Collectively, Aja Owens and Adrienne Draper have published five children's books that reflect families and children of color.

ST. LOUIS COUNTY, Mo. — At the Ritenour School for Early Childhood Education, they always make time for story time.

And today, these young kids are getting a lesson in self-esteem.

"I hope that they begin to see themselves as valuable. That they matter," said Aja Owens.

Owens and Adrienne Draper are sisters and the day's guest readers. They're also the authors of the books they are reading.

They grew up in Jennings, and even when they had to stay put, it was reading and writing that took them places.

"Honestly, I started writing on anything," said Owens with a smile. "I mean, I would write on a napkin, a receipt, you know."

But as they got older, they started to think about the children's books they used to read. And even the ones with illustrations lacked people of color.

"We didn't really see a lot of characters that looked like us," Owens said. "And so it was important for us that as we're sharing these narratives and these stories and the illustrations to look like the kids that we either see or know or ourselves."

So, Owens and Draper started creating their own stories. Collectively, they've now published five children's books that reflect families and children of color.

"It's not just African American characters," Draper said. "It's Hispanic characters, it's Asian characters.
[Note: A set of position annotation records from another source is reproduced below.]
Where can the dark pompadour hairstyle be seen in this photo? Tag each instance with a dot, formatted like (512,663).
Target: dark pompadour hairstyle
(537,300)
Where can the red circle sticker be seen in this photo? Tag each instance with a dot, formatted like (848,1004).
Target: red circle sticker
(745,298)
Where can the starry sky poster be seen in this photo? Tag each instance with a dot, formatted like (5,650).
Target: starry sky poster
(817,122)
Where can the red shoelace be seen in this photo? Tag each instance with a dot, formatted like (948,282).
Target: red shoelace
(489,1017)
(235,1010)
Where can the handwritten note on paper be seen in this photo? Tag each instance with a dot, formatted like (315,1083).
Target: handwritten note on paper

We just want to make sure that, it's the same as what you see in your schools, in the community, in life."

During the pandemic, the sisters donated their books to some schools and one ended up in the hands of Ritenour Principal Jennifer Singleton.

"And I pull out this book and I wasn't familiar with it," Singleton recalled. "So I'm thumbing through it and I'm reading it, and the message is just like, it was so inspirational to me."

The name of that book, "Rock what you Got."

"It's starting that message very early that we are all unique," Owens explained. "As we grow, we're going to change but as we change we're still valuable."

When they're not writing, they're working.

Draper is an educator with the Pattonville School District and Owens is a community activist who is running for mayor of Jennings.

But the plan is for more books with the hope of passing their passion on to more kids.

"Learn to love words," Owens said. "Just value who you are."

Children's book authors Aja Owens and Adrienne Draper are writing new chapters on the importance of being different together.

"They're inspirational," said Singleton. "They're absolutely inspirational."